A lot of people have asked me why I chose a little girl, rather than a boy, to tell the story. There were a few reasons:
- I wrote quite a lot of stories from boys’ POV (Late Kick-off, Arizona Snow on Octavius, Dancin’ in Quotidian 1) and I wanted to challenge myself with something new.
- I really liked the idea of the relationship between a grand-daughter and her grandfather; with Mary being influenced by Granpa’s ‘manly’ personality, and Granpa reluctantly doing ‘girly’ things.
- Most of the well-known child narrators (Paddy Clarke Ha Ha Ha, The Butcher Boy, The Good Son, Kieron Smith, Boy, The Curious Incident of the Dog in the Night-Time) are male. I felt there would be fresher ground to explore with a female narrator.
I like to write humour into my stories, and writing as a child can really help with that. So much comedy can come from people not understanding things, and when children don’t understand things, not only can it be hilarious, but believable!
My tutor at Stirling, Liam Murray Bell, told me that to write a great child narrator, the writer must completely get rid of their own ego. You can never slip out of the vocabulary of your character. No matter how good a line you’ve written, if it’s too sophisticated for their age: get rid of it. I was more than happy to take this advice! I loved writing as Mary, not worrying about being ‘writerly’, just describing things as she would see them. Of course, this brings challenges too. Debating what Mary would understand or be ignorant to, what cultural experiences she has experienced at her age etc. There were a couple of times I thought of a funny line for her to say, only to have to cut it out because she’s too young to get the reference!
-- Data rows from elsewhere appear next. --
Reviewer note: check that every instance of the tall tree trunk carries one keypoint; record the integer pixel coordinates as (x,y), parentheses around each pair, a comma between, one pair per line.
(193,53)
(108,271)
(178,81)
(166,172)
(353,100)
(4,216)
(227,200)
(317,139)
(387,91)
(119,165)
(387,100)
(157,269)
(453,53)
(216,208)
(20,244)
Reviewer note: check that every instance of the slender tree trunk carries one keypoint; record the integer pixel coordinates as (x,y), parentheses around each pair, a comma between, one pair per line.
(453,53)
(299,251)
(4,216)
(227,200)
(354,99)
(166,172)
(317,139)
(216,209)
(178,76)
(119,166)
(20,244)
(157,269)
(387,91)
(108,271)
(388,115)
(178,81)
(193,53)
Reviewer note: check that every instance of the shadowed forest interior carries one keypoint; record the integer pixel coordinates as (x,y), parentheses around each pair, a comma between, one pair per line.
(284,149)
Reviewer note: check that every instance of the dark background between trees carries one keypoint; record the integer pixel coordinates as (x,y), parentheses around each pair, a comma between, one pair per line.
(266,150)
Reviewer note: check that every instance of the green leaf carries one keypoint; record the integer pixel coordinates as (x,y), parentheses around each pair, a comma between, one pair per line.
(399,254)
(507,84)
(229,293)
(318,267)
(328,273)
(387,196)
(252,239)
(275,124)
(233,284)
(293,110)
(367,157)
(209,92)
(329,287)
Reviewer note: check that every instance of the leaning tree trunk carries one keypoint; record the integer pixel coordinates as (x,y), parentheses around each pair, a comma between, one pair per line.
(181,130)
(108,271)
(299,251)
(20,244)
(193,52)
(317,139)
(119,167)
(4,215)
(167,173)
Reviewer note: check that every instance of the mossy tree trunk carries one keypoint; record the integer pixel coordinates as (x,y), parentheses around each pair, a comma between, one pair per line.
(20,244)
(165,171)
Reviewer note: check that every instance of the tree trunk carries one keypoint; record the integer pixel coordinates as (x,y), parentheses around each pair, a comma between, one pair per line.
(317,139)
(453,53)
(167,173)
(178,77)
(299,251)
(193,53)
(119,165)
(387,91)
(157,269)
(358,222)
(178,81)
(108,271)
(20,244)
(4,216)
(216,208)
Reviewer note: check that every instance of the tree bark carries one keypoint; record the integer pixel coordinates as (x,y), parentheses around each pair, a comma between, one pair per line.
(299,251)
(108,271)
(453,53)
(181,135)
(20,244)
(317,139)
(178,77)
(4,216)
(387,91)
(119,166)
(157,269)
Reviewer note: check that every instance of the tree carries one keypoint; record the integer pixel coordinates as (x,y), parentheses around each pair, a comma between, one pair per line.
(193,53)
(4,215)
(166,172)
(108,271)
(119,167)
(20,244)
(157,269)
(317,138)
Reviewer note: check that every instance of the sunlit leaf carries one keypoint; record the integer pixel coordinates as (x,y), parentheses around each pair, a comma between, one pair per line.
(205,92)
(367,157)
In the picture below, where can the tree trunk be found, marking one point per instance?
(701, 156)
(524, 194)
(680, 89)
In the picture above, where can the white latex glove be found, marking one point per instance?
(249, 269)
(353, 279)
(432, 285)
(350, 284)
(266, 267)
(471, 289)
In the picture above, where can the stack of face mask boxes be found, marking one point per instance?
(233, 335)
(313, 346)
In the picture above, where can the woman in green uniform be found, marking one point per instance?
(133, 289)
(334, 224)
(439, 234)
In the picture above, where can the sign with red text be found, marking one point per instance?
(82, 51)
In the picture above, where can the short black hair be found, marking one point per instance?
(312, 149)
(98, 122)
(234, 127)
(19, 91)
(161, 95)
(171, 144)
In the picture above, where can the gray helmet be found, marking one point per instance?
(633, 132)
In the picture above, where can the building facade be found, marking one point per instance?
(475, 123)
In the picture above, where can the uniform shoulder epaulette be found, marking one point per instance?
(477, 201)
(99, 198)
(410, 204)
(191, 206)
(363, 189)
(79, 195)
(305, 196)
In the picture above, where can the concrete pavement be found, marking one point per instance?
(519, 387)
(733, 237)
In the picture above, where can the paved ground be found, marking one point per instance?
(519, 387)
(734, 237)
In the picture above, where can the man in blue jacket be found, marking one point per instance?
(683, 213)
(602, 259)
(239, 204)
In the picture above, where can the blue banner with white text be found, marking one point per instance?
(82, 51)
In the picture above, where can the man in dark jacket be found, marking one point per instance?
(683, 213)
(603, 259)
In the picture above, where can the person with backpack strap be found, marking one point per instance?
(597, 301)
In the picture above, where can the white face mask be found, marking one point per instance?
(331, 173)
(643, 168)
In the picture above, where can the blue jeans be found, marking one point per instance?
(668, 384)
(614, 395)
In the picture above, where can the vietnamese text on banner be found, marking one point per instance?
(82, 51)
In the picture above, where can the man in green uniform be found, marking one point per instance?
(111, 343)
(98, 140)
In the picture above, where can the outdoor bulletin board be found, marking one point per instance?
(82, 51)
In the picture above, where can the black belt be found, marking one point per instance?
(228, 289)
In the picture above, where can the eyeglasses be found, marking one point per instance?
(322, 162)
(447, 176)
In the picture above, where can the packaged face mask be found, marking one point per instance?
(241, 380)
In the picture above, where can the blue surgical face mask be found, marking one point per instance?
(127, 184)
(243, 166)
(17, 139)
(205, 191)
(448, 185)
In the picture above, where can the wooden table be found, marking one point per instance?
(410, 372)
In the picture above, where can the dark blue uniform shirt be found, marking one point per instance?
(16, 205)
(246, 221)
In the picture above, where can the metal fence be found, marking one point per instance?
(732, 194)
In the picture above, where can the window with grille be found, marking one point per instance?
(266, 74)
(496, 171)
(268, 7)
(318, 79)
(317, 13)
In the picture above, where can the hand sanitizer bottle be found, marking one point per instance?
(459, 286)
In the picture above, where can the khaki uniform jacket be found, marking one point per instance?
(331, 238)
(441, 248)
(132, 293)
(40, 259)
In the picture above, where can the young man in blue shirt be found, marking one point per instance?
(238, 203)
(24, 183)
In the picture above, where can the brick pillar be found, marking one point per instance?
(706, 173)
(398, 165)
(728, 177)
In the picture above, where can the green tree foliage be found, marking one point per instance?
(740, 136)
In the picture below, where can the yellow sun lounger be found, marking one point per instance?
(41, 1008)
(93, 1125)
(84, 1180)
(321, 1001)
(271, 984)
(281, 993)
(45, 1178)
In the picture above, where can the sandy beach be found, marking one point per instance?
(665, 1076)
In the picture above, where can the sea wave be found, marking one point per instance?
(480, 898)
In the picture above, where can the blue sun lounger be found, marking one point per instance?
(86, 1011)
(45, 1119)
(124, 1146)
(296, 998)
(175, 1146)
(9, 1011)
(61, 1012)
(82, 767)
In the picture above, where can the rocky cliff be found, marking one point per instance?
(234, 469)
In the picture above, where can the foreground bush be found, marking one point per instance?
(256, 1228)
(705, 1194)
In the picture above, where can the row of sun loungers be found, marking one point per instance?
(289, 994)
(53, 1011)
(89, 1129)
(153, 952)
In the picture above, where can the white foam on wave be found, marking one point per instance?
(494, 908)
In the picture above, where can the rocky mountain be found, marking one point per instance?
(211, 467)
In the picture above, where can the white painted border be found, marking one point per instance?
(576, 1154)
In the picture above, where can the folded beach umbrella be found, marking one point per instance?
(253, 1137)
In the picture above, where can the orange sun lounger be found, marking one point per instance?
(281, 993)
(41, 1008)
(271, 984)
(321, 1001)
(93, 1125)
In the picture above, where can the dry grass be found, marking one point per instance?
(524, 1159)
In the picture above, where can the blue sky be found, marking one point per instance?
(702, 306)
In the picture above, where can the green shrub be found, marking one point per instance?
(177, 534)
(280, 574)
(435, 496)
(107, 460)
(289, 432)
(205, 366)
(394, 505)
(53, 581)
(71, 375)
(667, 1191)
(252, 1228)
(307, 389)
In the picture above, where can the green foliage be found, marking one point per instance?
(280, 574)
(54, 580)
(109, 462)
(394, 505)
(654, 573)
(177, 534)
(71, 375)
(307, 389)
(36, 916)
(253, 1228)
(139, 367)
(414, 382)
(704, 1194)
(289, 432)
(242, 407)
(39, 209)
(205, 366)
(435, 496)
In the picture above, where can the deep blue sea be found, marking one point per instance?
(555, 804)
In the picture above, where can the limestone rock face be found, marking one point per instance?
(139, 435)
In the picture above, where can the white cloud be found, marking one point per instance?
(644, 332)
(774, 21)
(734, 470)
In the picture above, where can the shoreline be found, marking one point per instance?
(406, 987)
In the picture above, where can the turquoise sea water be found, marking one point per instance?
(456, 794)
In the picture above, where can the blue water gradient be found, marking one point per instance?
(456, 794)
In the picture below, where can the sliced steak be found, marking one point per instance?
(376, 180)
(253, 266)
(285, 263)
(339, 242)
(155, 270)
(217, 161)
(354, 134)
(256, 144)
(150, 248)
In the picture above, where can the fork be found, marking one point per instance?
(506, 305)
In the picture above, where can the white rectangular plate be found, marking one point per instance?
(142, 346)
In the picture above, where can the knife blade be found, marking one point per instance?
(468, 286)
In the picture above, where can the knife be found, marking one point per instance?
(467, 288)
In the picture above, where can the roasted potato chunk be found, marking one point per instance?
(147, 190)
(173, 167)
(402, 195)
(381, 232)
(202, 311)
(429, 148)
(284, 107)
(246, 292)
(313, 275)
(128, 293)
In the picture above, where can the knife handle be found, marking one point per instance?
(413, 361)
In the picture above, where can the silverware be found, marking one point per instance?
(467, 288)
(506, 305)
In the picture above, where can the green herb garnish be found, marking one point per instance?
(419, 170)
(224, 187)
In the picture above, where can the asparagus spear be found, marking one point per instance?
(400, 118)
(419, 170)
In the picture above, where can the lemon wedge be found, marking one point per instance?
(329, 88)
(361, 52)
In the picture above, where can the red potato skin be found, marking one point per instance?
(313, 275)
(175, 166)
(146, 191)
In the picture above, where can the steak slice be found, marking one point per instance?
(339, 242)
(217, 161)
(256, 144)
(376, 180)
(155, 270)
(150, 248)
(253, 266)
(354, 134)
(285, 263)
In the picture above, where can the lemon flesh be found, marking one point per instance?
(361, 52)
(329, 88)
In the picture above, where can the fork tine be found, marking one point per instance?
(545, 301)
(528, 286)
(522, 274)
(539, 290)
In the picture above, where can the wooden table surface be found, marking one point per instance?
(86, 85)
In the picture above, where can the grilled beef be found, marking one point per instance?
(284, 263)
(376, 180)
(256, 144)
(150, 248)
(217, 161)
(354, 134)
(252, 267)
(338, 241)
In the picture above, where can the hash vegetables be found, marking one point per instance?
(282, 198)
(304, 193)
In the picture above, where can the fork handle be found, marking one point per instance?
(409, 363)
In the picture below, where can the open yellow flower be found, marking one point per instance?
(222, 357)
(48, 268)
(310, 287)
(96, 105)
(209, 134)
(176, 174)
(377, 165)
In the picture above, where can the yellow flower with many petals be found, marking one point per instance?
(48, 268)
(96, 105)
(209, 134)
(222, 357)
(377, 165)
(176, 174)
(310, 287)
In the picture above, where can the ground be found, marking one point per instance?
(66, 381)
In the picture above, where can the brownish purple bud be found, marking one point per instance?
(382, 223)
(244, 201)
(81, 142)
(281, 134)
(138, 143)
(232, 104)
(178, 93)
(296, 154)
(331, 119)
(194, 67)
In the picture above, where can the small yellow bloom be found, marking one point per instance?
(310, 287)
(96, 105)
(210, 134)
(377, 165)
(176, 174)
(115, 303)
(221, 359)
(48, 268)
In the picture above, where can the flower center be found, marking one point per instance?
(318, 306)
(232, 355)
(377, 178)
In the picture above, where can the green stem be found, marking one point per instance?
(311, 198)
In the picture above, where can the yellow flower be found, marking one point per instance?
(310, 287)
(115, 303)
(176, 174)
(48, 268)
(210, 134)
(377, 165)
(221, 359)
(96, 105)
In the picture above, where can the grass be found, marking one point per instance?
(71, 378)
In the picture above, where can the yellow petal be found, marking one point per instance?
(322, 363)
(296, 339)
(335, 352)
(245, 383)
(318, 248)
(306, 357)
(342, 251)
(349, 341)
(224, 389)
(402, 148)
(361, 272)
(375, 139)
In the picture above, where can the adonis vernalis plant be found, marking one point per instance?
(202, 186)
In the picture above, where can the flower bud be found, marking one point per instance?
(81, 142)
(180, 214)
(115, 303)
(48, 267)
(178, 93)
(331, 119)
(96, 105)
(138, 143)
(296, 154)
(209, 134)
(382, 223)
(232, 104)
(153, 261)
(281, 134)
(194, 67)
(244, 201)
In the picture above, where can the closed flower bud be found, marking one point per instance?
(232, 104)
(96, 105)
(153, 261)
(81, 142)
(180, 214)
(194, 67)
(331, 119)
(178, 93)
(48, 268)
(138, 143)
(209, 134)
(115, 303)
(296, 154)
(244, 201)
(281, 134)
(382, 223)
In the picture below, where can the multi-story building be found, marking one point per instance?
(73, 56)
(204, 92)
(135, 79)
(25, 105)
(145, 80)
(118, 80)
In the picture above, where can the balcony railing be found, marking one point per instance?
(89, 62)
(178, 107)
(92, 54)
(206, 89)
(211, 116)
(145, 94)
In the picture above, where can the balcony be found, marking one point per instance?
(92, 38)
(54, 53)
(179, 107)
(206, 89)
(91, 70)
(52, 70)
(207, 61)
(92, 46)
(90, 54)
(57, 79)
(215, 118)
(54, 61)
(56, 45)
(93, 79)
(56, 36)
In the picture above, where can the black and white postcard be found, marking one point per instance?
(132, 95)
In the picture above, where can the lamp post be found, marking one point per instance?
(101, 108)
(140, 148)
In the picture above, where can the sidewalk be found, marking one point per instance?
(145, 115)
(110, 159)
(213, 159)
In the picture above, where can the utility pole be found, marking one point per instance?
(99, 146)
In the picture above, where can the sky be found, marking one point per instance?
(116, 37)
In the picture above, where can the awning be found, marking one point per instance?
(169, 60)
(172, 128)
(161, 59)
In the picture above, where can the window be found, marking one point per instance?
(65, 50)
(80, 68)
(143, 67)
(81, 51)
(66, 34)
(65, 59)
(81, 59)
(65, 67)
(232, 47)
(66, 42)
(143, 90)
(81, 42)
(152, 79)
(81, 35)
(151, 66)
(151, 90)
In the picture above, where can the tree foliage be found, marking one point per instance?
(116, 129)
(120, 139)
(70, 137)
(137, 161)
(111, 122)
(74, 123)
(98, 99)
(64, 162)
I really hope readers of ‘Mary’s the Name’ like Mary, and think she’s an accurate depiction of an eight-year-old girl. From the feedback I’ve had so far, I make a pretty good little girl. Not sure what this says about me!
From the back of the book
An eight-year-old girl and her granpa are on the run…
“When me and Granpa watched James Bond films, he told me not to be scared because people didn’t have guns like that in Scotland. That must’ve been why the robbers used hammers.”
Orphaned Mary lives with her granpa, but after he is mixed up in a robbery at the bookies where he works, they flee to the Isle of Skye. Gradually, Mary realises that her granpa is involved. And the robbers are coming after him–and their money.
Mary’s quirky outlook on life, loss, and her love of all things Elvis, will capture your heart. Full of witty Scots banter, Mary’s the Name will have you reaching for the hankies, first with laughter, then with tears.
Heart-warming and heart-breaking, this darkly comic debut is from a fresh voice set to become Scotland’s answer to Roddy Doyle.